ライブに行こうと思うときアルバムが素晴らしくてどうしても現実に聞いてみたい時と、とにかくライブの一挙手一答足を見たい時がある。
今回の場合は後者というほかはなかった。
彼女の関係するアルバムは5枚ほど持ってはいるがいつも引っ張り出して聴いているというほどではない。
年に一回ほど1枚のアルバムを聴いてみたくなる程度。
だからいちはやく新着アルバムを聴きたいというほどではない感じだった。
現実私はここのところの新譜は買っていなかった。
でも来日の噂が出てき始めた頃からかなり気になっていた。
そしてここ岡山で聴くことができると判ってからはもうどうしても聴いておかなければならない雰囲気になっていたのだ。
そして日にちが近づき予習のための音源を聴いていくうちにその絶対観は確信に変わってゆく。

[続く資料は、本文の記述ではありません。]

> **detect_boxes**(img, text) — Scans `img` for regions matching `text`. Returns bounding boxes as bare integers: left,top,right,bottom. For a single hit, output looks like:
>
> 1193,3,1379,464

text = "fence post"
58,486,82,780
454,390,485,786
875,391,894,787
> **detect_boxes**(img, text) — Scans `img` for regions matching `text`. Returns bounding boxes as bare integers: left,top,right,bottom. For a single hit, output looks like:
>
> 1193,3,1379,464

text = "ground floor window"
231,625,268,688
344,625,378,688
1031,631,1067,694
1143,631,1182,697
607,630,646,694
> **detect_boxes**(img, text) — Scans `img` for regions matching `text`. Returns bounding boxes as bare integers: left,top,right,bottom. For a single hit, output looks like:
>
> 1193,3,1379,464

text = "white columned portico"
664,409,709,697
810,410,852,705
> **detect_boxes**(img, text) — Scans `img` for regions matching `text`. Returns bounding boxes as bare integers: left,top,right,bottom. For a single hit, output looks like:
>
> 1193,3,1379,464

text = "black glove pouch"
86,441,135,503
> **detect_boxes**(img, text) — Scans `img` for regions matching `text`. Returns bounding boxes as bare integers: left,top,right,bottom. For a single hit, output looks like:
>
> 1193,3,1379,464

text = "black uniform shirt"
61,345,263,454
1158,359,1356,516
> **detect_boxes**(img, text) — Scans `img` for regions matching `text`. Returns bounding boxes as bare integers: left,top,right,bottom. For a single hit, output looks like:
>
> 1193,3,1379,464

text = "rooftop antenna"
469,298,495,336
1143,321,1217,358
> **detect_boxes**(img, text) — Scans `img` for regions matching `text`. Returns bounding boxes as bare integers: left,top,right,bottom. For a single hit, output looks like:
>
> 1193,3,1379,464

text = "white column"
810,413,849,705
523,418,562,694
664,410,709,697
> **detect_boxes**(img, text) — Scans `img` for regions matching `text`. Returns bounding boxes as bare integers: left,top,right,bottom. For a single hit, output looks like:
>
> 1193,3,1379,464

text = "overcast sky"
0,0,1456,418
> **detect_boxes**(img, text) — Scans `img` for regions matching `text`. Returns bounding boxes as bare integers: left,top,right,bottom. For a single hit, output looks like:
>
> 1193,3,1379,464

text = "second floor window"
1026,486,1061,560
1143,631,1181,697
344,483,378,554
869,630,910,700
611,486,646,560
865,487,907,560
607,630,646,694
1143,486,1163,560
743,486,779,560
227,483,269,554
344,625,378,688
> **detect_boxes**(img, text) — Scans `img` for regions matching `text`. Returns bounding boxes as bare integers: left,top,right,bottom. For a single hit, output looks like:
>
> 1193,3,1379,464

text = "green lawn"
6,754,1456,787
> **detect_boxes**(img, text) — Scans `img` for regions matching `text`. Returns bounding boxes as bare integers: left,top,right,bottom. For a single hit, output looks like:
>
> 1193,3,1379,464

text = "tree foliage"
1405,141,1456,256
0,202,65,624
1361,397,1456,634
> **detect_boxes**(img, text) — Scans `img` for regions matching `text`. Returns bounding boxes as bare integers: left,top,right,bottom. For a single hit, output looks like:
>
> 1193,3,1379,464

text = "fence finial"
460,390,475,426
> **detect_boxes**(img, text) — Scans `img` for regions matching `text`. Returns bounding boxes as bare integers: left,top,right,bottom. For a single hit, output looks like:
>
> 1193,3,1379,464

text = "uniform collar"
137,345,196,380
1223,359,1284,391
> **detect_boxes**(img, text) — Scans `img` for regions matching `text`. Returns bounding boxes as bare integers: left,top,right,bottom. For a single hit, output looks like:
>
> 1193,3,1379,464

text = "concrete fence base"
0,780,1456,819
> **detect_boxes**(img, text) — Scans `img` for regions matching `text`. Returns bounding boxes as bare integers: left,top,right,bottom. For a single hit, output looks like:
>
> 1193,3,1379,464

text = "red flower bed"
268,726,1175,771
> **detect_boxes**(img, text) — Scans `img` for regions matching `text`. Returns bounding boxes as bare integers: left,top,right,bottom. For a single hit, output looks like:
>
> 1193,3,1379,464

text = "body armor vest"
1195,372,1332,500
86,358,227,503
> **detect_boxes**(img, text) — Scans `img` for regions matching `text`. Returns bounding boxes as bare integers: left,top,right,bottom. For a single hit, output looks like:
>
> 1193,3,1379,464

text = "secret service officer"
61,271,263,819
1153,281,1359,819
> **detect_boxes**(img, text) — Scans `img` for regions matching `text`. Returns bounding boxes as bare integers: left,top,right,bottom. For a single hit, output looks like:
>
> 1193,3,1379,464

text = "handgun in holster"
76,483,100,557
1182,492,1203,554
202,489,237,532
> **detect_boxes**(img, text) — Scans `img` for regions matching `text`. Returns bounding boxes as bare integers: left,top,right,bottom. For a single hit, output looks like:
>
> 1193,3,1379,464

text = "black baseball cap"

多分、岡山のアルゼンチン音楽の幕開けを告げたあの伝説のライブ「アウグスティン・ペレイナ・ルセイナ@城下公会堂」に並ぶようなものになるのではないかと・・・・・
相変わらず気が急く私は開場15分前の到着。もちろん1番乗り。
10人ほど行列が出来たところでの入場。
真横から手元と横顔が見える最前列をゲット!!
順次入場の方々の中にフェリーペ氏発見。
このところ毎回会う彼とはDISK TRANSの頃の当該ミュージシャンの初入荷の話をするのが慣例となりつつある。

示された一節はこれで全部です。